La historia demuestra que cuanto menos se cuestionen los valores de las clases dominantes y el status quo, aumentan las posibilidades de ganar unas elecciones (palabra esta que opera como auténtico tótem, valor protector, único y supremo, medidor del sentir popular, razón última y necesaria de la cotidianidad de las organizaciones políticas que operan con la única mira de obtener algún diputado más cada cuatro años). Lo triste es que se acepte ese juego de cartas marcadas, sin entrar a desenmascarar la esencia misma del sistema y de la participación crítica en unas elecciones. Por si fuera poco quien sí lo hace, apunta al caos, la marginalidad, la antigualla, y el extremismo radical, en palabras acuñadas por las burguesías, y utilizadas con gozo por la socialdemocracia y afines, para marcar así diferencias, y enseñar al sistema su bondad para ganar adeptos en las clases medias temerosas de cambios.

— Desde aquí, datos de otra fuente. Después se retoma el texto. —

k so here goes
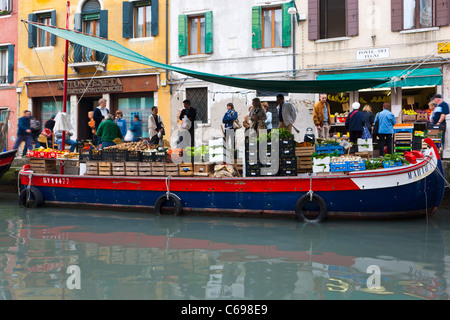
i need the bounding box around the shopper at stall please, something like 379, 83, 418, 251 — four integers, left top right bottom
361, 104, 374, 137
129, 114, 142, 142
432, 94, 449, 147
115, 110, 127, 137
222, 102, 238, 132
149, 106, 165, 147
427, 101, 436, 122
262, 102, 272, 133
345, 102, 365, 144
276, 94, 296, 133
313, 93, 331, 140
374, 102, 396, 157
243, 106, 251, 133
179, 99, 197, 147
93, 98, 109, 146
13, 110, 33, 156
55, 130, 77, 152
41, 114, 56, 148
96, 114, 123, 149
249, 98, 267, 136
88, 111, 97, 144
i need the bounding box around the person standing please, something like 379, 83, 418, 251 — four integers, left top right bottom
374, 102, 396, 157
361, 104, 374, 137
276, 94, 296, 133
148, 106, 165, 147
313, 93, 331, 140
42, 114, 56, 148
249, 98, 267, 136
129, 114, 142, 142
96, 114, 123, 149
115, 110, 127, 138
13, 110, 33, 156
179, 99, 197, 147
88, 111, 97, 144
345, 102, 365, 144
93, 98, 109, 145
432, 94, 449, 147
262, 102, 272, 133
222, 102, 238, 134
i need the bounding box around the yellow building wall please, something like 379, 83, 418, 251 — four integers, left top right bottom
17, 0, 172, 139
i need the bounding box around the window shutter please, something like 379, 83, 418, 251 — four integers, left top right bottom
151, 0, 159, 36
282, 2, 294, 47
7, 44, 14, 84
205, 11, 213, 54
73, 13, 82, 62
252, 6, 262, 49
28, 13, 37, 48
97, 10, 108, 63
308, 0, 319, 40
436, 0, 450, 27
178, 14, 188, 56
391, 0, 403, 31
122, 1, 133, 38
50, 10, 56, 46
346, 0, 359, 36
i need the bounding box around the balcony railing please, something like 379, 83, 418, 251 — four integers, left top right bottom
63, 42, 107, 72
0, 75, 7, 84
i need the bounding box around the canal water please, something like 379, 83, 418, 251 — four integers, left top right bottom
1, 191, 450, 301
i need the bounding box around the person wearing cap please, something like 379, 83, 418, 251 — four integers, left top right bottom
432, 94, 449, 147
374, 102, 396, 157
345, 102, 365, 144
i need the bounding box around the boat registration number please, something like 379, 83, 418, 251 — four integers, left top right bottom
42, 177, 71, 185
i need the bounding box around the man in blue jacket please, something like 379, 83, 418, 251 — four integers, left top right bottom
374, 102, 396, 156
13, 110, 33, 156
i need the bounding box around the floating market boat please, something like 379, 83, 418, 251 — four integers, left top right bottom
0, 149, 16, 180
17, 139, 445, 222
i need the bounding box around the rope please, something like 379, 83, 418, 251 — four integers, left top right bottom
306, 175, 313, 201
165, 175, 171, 200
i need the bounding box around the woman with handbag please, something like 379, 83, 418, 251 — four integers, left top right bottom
222, 103, 238, 133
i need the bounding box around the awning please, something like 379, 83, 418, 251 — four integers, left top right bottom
317, 68, 442, 89
22, 20, 389, 94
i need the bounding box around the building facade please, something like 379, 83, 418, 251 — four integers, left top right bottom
0, 0, 17, 151
17, 0, 171, 145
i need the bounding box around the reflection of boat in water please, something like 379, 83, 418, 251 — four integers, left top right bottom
4, 209, 448, 300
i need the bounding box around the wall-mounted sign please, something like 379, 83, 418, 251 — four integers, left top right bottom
356, 48, 390, 60
438, 42, 450, 54
57, 77, 123, 95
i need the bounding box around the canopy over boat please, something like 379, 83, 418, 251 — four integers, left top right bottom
23, 20, 389, 93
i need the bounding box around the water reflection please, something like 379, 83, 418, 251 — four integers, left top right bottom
0, 194, 449, 300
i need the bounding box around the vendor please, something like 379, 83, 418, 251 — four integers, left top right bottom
55, 130, 77, 152
96, 114, 123, 149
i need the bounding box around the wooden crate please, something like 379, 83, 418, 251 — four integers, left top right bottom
179, 163, 194, 176
194, 162, 214, 177
152, 162, 166, 176
98, 162, 112, 176
394, 132, 413, 141
165, 163, 179, 176
30, 158, 57, 174
111, 162, 125, 176
125, 162, 139, 176
138, 162, 152, 176
295, 146, 315, 157
85, 161, 98, 175
355, 152, 370, 160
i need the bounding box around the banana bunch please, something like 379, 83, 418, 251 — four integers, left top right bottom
403, 109, 417, 115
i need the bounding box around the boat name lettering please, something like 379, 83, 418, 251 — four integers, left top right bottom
43, 177, 70, 185
407, 163, 431, 180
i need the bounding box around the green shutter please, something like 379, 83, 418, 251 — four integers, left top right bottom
205, 11, 213, 54
28, 13, 37, 48
178, 14, 188, 56
50, 10, 56, 46
251, 6, 262, 50
151, 0, 159, 36
282, 1, 294, 47
7, 44, 14, 84
122, 1, 133, 38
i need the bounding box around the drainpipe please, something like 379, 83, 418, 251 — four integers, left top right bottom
166, 0, 170, 87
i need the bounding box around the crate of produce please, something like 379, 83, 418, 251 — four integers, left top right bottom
329, 145, 344, 154
79, 148, 91, 161
111, 162, 125, 176
383, 160, 403, 168
98, 162, 112, 176
85, 161, 98, 175
295, 146, 315, 157
330, 162, 348, 172
315, 145, 330, 154
394, 132, 413, 140
113, 149, 128, 162
280, 138, 295, 148
425, 129, 442, 139
246, 168, 260, 177
165, 163, 179, 176
279, 167, 297, 176
280, 157, 297, 168
279, 146, 295, 158
141, 151, 155, 162
127, 150, 142, 162
154, 151, 166, 162
403, 114, 416, 122
313, 163, 330, 173
151, 162, 166, 176
194, 163, 214, 177
312, 155, 331, 166
125, 162, 139, 176
101, 149, 115, 161
179, 163, 194, 176
416, 113, 428, 122
89, 149, 102, 161
347, 160, 366, 172
138, 162, 152, 176
394, 140, 412, 146
394, 124, 414, 133
30, 158, 58, 174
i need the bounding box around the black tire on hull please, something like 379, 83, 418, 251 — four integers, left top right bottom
154, 193, 183, 216
19, 187, 44, 208
295, 193, 327, 223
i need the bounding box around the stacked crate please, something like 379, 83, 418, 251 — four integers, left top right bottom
138, 163, 152, 176
98, 162, 112, 176
295, 146, 315, 173
111, 162, 125, 176
85, 161, 98, 175
165, 163, 179, 176
30, 158, 58, 174
194, 163, 214, 177
125, 162, 139, 176
151, 162, 166, 176
394, 125, 413, 154
425, 128, 443, 149
278, 138, 297, 176
245, 136, 260, 177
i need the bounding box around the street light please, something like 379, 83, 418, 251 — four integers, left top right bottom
288, 6, 297, 78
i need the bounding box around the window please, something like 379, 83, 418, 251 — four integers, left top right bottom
123, 0, 158, 39
189, 15, 205, 54
403, 0, 434, 29
40, 101, 70, 128
28, 11, 56, 48
262, 7, 282, 48
0, 0, 12, 15
319, 0, 346, 39
37, 13, 52, 47
117, 96, 154, 138
0, 45, 13, 84
178, 11, 213, 56
186, 87, 208, 124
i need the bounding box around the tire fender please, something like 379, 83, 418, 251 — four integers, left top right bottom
154, 193, 183, 216
19, 187, 44, 208
295, 193, 327, 223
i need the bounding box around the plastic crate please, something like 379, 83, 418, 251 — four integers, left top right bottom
394, 128, 413, 133
246, 168, 260, 177
127, 150, 142, 162
89, 149, 102, 161
154, 152, 166, 162
315, 145, 330, 154
383, 160, 403, 168
280, 138, 295, 148
142, 152, 155, 162
330, 162, 348, 172
328, 145, 344, 153
79, 149, 91, 161
280, 147, 295, 158
114, 149, 128, 162
347, 160, 366, 172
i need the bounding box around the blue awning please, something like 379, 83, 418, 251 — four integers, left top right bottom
316, 68, 442, 89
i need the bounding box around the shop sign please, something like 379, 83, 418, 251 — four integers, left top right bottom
57, 77, 123, 95
356, 48, 390, 60
438, 43, 450, 54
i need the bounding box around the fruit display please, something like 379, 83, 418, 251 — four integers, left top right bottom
26, 148, 75, 159
403, 110, 417, 115
103, 140, 149, 151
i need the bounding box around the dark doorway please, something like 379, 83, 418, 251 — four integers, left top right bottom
78, 96, 101, 141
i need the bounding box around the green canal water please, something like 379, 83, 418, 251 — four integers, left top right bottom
1, 192, 450, 300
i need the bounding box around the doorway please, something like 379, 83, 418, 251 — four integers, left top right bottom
78, 96, 101, 141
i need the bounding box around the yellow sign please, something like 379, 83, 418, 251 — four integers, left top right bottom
438, 42, 450, 54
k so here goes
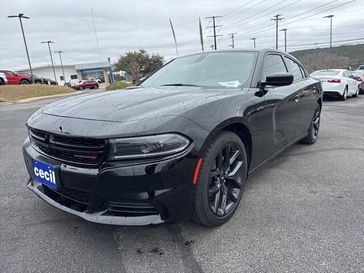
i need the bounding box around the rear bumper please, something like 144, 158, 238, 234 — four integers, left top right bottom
23, 137, 196, 225
322, 83, 345, 95
323, 91, 343, 97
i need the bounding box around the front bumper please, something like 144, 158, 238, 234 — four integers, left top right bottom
23, 137, 196, 225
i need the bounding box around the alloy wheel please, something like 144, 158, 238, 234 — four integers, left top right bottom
208, 143, 244, 217
312, 109, 320, 139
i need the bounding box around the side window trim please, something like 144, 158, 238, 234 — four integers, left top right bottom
261, 53, 288, 81
283, 56, 304, 82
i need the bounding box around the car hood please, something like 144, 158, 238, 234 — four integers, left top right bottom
40, 86, 242, 122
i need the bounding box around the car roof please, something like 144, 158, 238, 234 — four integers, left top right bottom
176, 49, 288, 59
314, 69, 346, 72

Pero el tema es si el sistema social y económico en el que vivimos, está siendo combatido por la llamada izquierda institucional, o por el contrario si está siendo cómplice en su permanencia. El tema es si lo que tenemos con nombre de democracia, es una conquista de la izquierda, o por el contrario es una concesión para que nos divirtamos haciendo política, mientras ellos siguen manejando los hilos de todo, y en especial el poder económico que no han dejado de tener desde que nacieron como clase burguesa. El tema es que puede estar ocurriendo que el sistema prefiera organizaciones autodenominadas progresistas, con algunos parlamentarios que canalicen desahogos e iras, que una izquierda que denuncie y combata al margen del teatro de operaciones marcado y regulado por los dueños de la pelota.

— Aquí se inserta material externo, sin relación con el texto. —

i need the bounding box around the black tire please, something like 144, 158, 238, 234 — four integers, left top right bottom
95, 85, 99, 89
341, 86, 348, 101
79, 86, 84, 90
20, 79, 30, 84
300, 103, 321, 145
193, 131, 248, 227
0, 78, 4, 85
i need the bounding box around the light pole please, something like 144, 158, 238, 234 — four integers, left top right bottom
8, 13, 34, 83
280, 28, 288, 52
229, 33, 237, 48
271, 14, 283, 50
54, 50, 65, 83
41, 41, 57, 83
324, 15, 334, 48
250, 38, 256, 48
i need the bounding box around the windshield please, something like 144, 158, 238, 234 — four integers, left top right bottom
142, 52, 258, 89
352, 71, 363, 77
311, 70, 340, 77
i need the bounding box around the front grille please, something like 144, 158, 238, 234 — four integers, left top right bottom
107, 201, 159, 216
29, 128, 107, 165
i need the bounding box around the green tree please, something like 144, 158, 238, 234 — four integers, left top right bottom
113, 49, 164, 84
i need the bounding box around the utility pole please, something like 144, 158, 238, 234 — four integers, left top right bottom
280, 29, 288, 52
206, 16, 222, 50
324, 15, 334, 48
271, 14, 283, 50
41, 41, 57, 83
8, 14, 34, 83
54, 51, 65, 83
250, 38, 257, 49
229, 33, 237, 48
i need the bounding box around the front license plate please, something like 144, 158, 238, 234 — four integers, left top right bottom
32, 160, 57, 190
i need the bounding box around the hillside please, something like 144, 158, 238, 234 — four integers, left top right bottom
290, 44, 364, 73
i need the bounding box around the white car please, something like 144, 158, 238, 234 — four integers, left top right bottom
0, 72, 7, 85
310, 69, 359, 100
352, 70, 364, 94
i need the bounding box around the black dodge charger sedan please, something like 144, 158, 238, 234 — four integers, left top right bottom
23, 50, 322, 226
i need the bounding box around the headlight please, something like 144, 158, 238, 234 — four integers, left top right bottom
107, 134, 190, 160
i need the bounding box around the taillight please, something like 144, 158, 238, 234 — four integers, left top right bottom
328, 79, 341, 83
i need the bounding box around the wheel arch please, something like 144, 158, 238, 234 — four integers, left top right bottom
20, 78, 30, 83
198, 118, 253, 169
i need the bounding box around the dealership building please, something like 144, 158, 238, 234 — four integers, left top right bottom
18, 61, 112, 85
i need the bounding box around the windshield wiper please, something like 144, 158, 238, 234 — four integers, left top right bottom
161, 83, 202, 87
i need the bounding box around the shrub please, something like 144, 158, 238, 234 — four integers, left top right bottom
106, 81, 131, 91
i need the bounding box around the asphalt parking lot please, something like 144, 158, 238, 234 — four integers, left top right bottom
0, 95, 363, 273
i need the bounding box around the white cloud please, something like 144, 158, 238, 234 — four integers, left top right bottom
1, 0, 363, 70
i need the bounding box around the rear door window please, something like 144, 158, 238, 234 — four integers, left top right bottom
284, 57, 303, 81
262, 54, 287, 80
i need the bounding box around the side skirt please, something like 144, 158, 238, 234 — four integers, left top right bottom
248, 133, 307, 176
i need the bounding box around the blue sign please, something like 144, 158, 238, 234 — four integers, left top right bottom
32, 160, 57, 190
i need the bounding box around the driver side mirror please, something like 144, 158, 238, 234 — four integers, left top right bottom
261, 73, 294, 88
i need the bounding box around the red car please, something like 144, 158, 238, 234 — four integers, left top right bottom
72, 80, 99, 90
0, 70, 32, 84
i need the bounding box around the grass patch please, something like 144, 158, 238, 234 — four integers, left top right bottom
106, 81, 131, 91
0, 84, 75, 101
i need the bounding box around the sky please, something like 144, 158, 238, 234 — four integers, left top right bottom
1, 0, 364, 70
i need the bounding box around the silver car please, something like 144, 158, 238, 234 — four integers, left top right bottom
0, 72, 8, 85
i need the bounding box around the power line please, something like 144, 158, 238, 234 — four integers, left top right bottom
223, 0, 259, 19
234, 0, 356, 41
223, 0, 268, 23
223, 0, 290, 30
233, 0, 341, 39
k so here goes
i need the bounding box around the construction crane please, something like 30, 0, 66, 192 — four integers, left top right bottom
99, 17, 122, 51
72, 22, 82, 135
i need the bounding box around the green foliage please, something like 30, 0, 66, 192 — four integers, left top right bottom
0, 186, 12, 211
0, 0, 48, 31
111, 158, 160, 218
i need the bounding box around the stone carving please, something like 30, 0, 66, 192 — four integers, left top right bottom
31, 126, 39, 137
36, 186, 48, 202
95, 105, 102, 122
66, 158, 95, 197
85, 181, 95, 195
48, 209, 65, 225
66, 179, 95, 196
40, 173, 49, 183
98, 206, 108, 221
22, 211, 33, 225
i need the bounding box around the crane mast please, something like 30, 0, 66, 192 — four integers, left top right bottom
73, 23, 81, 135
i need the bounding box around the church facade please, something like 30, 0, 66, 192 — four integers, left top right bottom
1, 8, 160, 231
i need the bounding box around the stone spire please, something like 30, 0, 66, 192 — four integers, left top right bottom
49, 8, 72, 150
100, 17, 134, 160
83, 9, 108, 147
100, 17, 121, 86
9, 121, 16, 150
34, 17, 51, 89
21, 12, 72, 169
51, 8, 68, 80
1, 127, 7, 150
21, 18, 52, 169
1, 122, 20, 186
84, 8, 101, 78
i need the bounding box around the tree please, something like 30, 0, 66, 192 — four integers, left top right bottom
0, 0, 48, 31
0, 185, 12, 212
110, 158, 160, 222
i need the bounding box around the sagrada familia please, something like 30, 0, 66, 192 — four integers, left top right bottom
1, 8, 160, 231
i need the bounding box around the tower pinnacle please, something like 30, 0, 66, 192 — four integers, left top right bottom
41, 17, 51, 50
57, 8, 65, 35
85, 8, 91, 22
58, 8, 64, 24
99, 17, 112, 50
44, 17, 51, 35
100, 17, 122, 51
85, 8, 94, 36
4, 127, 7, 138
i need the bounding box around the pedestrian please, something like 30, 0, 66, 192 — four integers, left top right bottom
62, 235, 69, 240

Es cierto que en medio de la broza, parecen ir avanzando ideas y conceptos definitivos, ya que nadie en su sano juicio puede considerar a personajes y Partidos como Schroder, Blair, los arrepentidos PCI y hoy en la Sinestra, el felipismo, o la política llevada a cabo por la llamada "izquierda plural" francesa (un gobierno que, al decir de los datos económicos de Le Monde Diplomatique, privatizó más, que en toda la historia de Francia), por no mencionar a tanto sindicato amarillo con la etiqueta de clase, como izquierda de nada. Y este arranque en el análisis debe servir a no pocas gentes para adentrarse en el papel de la socialdemocracia en el siglo XX europeo, le saquen la careta al estado de bienestar y descubran así una auténtica estafa, el mayor expolio ideológico del que en buena parte aún viven; decir para no hacer, vender para no ser. Lo triste y patético son algunas organizaciones que nacieron con militancia alternativa al capitalismo, pero que las bondades de las Instituciones las han condenado a tener que rondar el árbol socialdemócrata a ver si cae algo (algún voto, alguna idea, alguna entrevista en sus falsimedia), sin darse cuenta que la Historia ha demostrado que ese árbol está plantado en un terreno contaminante, que tiene las raíces enfermas y sin cura, que está en un espacio que no tiene nada que ver con la transformación y un mundo mejor, y que hay que poner semillas en otro lugar, con otra gente.